The Harris Lab has discovered that the geometry of the fruit fly embryo creates a crystal-like tissue structure. This revelation was published in the prestigious journal Development as “Confinement promotes nematic alignment of spindle-shaped cells during Drosophila embryogenesis“.
Professor Tony Harris’ laboratory studies the development of the Drosophila embryo to understand how cells become arranged before they become the organs in the body. As the embryo develops, a slab of cells called the germband folds over another group of cells called the amnioserosa.
Their research resolves a number of questions. Is the amnioserosa being held gently like you would hold a butterfly in your hand or squeezed like a stress ball? How is the amnisoerosa affected by its handling? What are the cellular structures that are involved?
Tirthankar Ray, PhD student in the Harris lab, studied whether these cells are under compression by cutting them with a laser. In the amnioserosa, the cells collapsed toward the cut site, indicating that the amnioserosa is under pressure from the germband like a stress ball.
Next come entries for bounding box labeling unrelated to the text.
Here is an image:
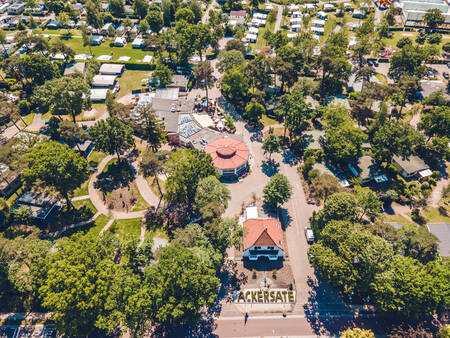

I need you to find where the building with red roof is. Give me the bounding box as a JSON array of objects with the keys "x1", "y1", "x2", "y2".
[
  {"x1": 242, "y1": 218, "x2": 284, "y2": 261},
  {"x1": 205, "y1": 137, "x2": 249, "y2": 177}
]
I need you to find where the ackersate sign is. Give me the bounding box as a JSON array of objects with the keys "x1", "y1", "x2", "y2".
[{"x1": 234, "y1": 289, "x2": 295, "y2": 304}]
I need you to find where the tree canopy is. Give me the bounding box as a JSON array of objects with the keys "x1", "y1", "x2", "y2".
[{"x1": 22, "y1": 141, "x2": 89, "y2": 207}]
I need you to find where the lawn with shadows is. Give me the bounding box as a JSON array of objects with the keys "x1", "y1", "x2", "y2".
[{"x1": 94, "y1": 158, "x2": 149, "y2": 212}]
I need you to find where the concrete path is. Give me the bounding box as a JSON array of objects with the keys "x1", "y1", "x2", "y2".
[
  {"x1": 269, "y1": 1, "x2": 283, "y2": 33},
  {"x1": 53, "y1": 212, "x2": 100, "y2": 238},
  {"x1": 25, "y1": 114, "x2": 45, "y2": 132},
  {"x1": 88, "y1": 155, "x2": 159, "y2": 219},
  {"x1": 98, "y1": 219, "x2": 114, "y2": 236},
  {"x1": 70, "y1": 195, "x2": 89, "y2": 202}
]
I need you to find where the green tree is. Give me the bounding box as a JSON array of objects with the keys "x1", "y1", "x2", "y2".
[
  {"x1": 311, "y1": 192, "x2": 359, "y2": 238},
  {"x1": 194, "y1": 176, "x2": 231, "y2": 212},
  {"x1": 175, "y1": 8, "x2": 195, "y2": 24},
  {"x1": 109, "y1": 0, "x2": 125, "y2": 18},
  {"x1": 14, "y1": 206, "x2": 33, "y2": 225},
  {"x1": 370, "y1": 120, "x2": 422, "y2": 163},
  {"x1": 21, "y1": 141, "x2": 89, "y2": 208},
  {"x1": 217, "y1": 49, "x2": 245, "y2": 73},
  {"x1": 56, "y1": 12, "x2": 70, "y2": 34},
  {"x1": 85, "y1": 0, "x2": 103, "y2": 28},
  {"x1": 193, "y1": 61, "x2": 214, "y2": 110},
  {"x1": 89, "y1": 117, "x2": 134, "y2": 162},
  {"x1": 417, "y1": 106, "x2": 450, "y2": 140},
  {"x1": 139, "y1": 149, "x2": 168, "y2": 210},
  {"x1": 135, "y1": 106, "x2": 167, "y2": 152},
  {"x1": 44, "y1": 0, "x2": 66, "y2": 15},
  {"x1": 262, "y1": 133, "x2": 281, "y2": 161},
  {"x1": 389, "y1": 44, "x2": 427, "y2": 81},
  {"x1": 245, "y1": 102, "x2": 266, "y2": 127},
  {"x1": 145, "y1": 11, "x2": 164, "y2": 34},
  {"x1": 339, "y1": 327, "x2": 375, "y2": 338},
  {"x1": 133, "y1": 0, "x2": 148, "y2": 20},
  {"x1": 39, "y1": 235, "x2": 131, "y2": 335},
  {"x1": 398, "y1": 224, "x2": 438, "y2": 264},
  {"x1": 145, "y1": 245, "x2": 220, "y2": 326},
  {"x1": 355, "y1": 187, "x2": 383, "y2": 221},
  {"x1": 221, "y1": 67, "x2": 249, "y2": 103},
  {"x1": 279, "y1": 88, "x2": 313, "y2": 142},
  {"x1": 325, "y1": 124, "x2": 365, "y2": 165},
  {"x1": 372, "y1": 255, "x2": 450, "y2": 317},
  {"x1": 57, "y1": 120, "x2": 88, "y2": 147},
  {"x1": 80, "y1": 24, "x2": 93, "y2": 55},
  {"x1": 0, "y1": 227, "x2": 52, "y2": 300},
  {"x1": 152, "y1": 63, "x2": 173, "y2": 88},
  {"x1": 263, "y1": 173, "x2": 292, "y2": 208},
  {"x1": 423, "y1": 8, "x2": 445, "y2": 29},
  {"x1": 31, "y1": 76, "x2": 90, "y2": 123},
  {"x1": 243, "y1": 54, "x2": 272, "y2": 92},
  {"x1": 165, "y1": 149, "x2": 218, "y2": 205}
]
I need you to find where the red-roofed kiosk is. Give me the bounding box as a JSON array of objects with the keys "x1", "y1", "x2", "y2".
[{"x1": 205, "y1": 137, "x2": 249, "y2": 177}]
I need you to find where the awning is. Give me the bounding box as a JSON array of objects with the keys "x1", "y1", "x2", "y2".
[
  {"x1": 373, "y1": 175, "x2": 388, "y2": 183},
  {"x1": 419, "y1": 169, "x2": 433, "y2": 177}
]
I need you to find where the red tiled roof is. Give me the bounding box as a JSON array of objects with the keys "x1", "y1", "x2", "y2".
[
  {"x1": 230, "y1": 9, "x2": 247, "y2": 16},
  {"x1": 244, "y1": 218, "x2": 284, "y2": 250},
  {"x1": 205, "y1": 137, "x2": 249, "y2": 170}
]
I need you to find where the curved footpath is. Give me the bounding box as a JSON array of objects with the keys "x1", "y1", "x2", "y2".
[
  {"x1": 53, "y1": 155, "x2": 159, "y2": 238},
  {"x1": 88, "y1": 155, "x2": 159, "y2": 219}
]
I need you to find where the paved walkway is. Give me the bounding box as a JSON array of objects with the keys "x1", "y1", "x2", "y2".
[
  {"x1": 88, "y1": 155, "x2": 159, "y2": 219},
  {"x1": 269, "y1": 1, "x2": 283, "y2": 33}
]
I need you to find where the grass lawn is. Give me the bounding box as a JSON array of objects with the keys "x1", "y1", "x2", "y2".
[
  {"x1": 62, "y1": 214, "x2": 109, "y2": 237},
  {"x1": 375, "y1": 73, "x2": 388, "y2": 86},
  {"x1": 147, "y1": 177, "x2": 166, "y2": 197},
  {"x1": 261, "y1": 114, "x2": 279, "y2": 127},
  {"x1": 51, "y1": 37, "x2": 153, "y2": 61},
  {"x1": 117, "y1": 70, "x2": 150, "y2": 98},
  {"x1": 88, "y1": 150, "x2": 106, "y2": 165},
  {"x1": 6, "y1": 187, "x2": 23, "y2": 208},
  {"x1": 72, "y1": 181, "x2": 91, "y2": 197},
  {"x1": 383, "y1": 32, "x2": 450, "y2": 53},
  {"x1": 131, "y1": 188, "x2": 150, "y2": 211},
  {"x1": 33, "y1": 28, "x2": 81, "y2": 37},
  {"x1": 383, "y1": 214, "x2": 411, "y2": 224},
  {"x1": 72, "y1": 198, "x2": 97, "y2": 215},
  {"x1": 19, "y1": 113, "x2": 35, "y2": 128},
  {"x1": 422, "y1": 207, "x2": 450, "y2": 223},
  {"x1": 72, "y1": 150, "x2": 106, "y2": 197},
  {"x1": 53, "y1": 199, "x2": 97, "y2": 228},
  {"x1": 109, "y1": 217, "x2": 142, "y2": 239},
  {"x1": 88, "y1": 214, "x2": 109, "y2": 236},
  {"x1": 249, "y1": 21, "x2": 276, "y2": 49}
]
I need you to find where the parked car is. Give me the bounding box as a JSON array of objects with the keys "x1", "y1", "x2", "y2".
[{"x1": 305, "y1": 227, "x2": 314, "y2": 244}]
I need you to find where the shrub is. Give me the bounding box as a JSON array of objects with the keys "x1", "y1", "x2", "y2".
[
  {"x1": 306, "y1": 169, "x2": 320, "y2": 183},
  {"x1": 442, "y1": 42, "x2": 450, "y2": 53},
  {"x1": 18, "y1": 100, "x2": 31, "y2": 114},
  {"x1": 427, "y1": 33, "x2": 442, "y2": 45}
]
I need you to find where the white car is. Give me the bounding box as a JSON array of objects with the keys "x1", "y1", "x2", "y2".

Ray, with the help of undergraduate researcher Damo Shi, went on to show that the germband pressure on the amnioserosa results in the cells becoming aligned as overlapping pointed cylinders, or spindles, like the crystals in a mineral.
Germband cell junctions are stabilized by actomyosin structures linked through the alpha-catenin protein. Ray determined that amnioserosa cells, by contrast, are kept in their spindle-like shapes by a scaffold within each cell composed of long microtubule strands.
Compared with germband cells, amnioserosa cells are less reliant on alpha-catenin to remain stably connected, and these cells interact with each other through a relatively unique type of cell-cell adhesion dependent on a protein called Baz/Par-3.
The alignment of many spindle-shaped cells is known as nematic ordering, a physical effect seen with rod-shaped objects from logs in rivers to liquid crystals. Reconstituted cytoskeletal networks and cultured cells were known to exhibit this behaviour, but Ray’s results show the relevance of nematic ordering to the development of animal embryos.
This study contributes a new element to embryo development by showing how organizational effects within a tissue can generate an array of spindle-shaped cells, and how these effects are combined with the physical influence of a tissue-tissue interaction that aligns the cellular array.